How High Noon Compares to Other Options
- Plain spirits (vodka, tequila, whiskey): Zero carbs on their own, but mixers add up fast. A vodka soda with a lime wedge is the lowest-carb option available. High Noon’s 4 to 5 grams of carbs is the trade-off for convenience and flavor.
- Beer: Most regular beers contain 10 to 15 grams of carbs per serving. Even light beers typically run 3 to 6 grams, putting them in roughly the same range as High Noon but with less flavor variety.
- Wine: A 5-oz glass of dry wine has about 3 to 4 grams of carbs. Comparable to High Noon, though sweeter wines climb much higher.
- Other hard seltzers: Most competing brands (White Claw, Truly) land at 1 to 2 grams of carbs per can because they use artificial sweeteners instead of real juice. If minimizing every gram matters to you, those are technically lower. High Noon’s slightly higher count comes from using actual fruit juice.

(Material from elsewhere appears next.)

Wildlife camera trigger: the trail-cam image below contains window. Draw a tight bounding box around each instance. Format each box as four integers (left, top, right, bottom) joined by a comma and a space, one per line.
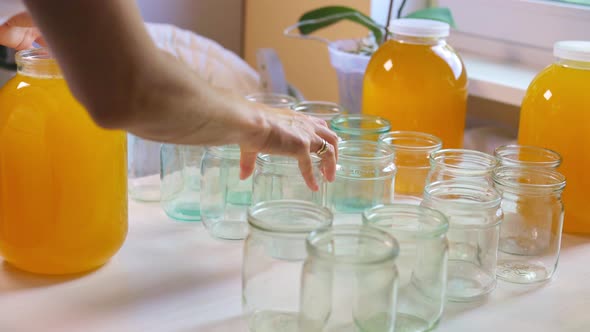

Tips for Drinking High Noon on Keto
Choose vodka-based flavors over the tequila Fiesta line if you want to shave off a gram or two of carbs. Stick to the standard 12-oz cans rather than the 700ml format so you can track intake more precisely. Eat a meal with protein and fat before drinking, since alcohol on an empty stomach is absorbed faster and can amplify its effects on blood sugar and appetite.
Count each can as roughly 5 grams of carbs in your tracker to give yourself a small buffer, since nutrition labels on alcoholic beverages aren’t regulated as tightly as food labels. And if you notice your weight loss stalling despite staying under your carb limit, the alcohol’s temporary brake on fat oxidation is the most likely culprit, not the carbs in the drink itself.